The Trouble Tracker, a measure of the financial difficulties faced by Americans, was little changed overall, though for those earning $100,000 or more it dropped to 19.6 from 33.2 a month earlier. Troubles were on the rise for Americans earning less than $50,000, climbing to 65.8 from 59.6.
The most prevalent consumer troubles overall:
- Inability to afford medical bills or medications (12.7 percent).

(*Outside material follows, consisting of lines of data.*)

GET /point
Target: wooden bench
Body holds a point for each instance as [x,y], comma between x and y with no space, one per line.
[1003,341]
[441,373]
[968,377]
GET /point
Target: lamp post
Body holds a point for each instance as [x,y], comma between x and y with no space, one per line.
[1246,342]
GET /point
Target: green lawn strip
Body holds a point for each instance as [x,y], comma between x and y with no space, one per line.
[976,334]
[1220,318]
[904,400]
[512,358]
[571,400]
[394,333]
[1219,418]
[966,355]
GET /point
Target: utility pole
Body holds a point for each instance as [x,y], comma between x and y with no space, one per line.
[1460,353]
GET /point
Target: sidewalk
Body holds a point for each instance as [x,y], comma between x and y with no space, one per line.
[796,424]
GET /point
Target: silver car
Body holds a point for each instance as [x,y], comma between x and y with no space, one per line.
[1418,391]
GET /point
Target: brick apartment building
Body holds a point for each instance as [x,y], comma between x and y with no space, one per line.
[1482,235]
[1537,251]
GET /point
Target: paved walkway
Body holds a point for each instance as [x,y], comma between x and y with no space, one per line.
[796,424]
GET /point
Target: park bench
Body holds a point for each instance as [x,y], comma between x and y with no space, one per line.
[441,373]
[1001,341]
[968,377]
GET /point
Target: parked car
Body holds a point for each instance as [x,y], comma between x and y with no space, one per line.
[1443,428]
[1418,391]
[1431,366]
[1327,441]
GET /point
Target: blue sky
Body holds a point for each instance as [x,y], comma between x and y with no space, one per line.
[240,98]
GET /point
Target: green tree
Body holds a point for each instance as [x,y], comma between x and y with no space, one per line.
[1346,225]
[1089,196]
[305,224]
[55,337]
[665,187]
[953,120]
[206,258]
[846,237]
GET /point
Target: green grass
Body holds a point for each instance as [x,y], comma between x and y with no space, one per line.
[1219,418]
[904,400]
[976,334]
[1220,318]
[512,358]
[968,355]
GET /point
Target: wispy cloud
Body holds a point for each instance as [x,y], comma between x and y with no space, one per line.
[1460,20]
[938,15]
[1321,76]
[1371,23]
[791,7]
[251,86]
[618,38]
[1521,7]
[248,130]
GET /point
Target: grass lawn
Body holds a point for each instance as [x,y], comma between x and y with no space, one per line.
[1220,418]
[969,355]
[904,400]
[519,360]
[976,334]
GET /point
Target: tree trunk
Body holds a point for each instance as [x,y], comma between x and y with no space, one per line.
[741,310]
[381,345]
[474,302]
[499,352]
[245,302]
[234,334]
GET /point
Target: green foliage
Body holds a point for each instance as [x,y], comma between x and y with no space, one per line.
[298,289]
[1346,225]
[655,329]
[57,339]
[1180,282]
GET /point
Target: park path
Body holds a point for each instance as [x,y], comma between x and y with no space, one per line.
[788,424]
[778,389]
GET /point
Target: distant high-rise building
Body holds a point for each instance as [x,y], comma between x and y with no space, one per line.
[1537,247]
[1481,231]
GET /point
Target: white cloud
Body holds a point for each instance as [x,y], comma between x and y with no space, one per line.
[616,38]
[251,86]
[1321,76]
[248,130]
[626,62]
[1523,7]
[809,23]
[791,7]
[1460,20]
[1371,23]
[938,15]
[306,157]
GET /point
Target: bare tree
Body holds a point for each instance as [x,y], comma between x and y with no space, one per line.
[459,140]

- Lost or reduced health care coverage (8.2 percent).
- Missed payments on a major bill, not including mortgage: (6.6 percent).
Job losses are outpacing job starts. The Index's employment measure declined for the second straight month, falling to 48.8 from 49.7, and is now at its lowest level since March 2010. Job starts in the past 30 days fell to 3.4 percent from 5.4 percent, while job losses remained elevated and unchanged, at 5.8 percent.
"These indicators make a poor case for anyone claiming a majority of Americans are ready to reengage in the economy," says Ed Farrell, director of consumer insight at the Consumer Reports National Research Center. "This month, middle-income families will be confronted by a paycheck that is lower than last month, and for some lower than last year, due to expiration of the payroll tax cut. If they're already not interested in spending, having less money to spend isn't going to help."
Despite the personal financial headwinds, consumer sentiment edged up, to 51.2 from 49.9, with modest gains across all income groups.
The Consumer Reports Index, a monthly telephone poll of a nationally representative sample of American adults, is conducted by the Consumer Reports National Research Center. A total of 1,002 interviews were completed January 3-6, 2013. The margin of error is +/- 3.2 percentage points at a 95 percent confidence level.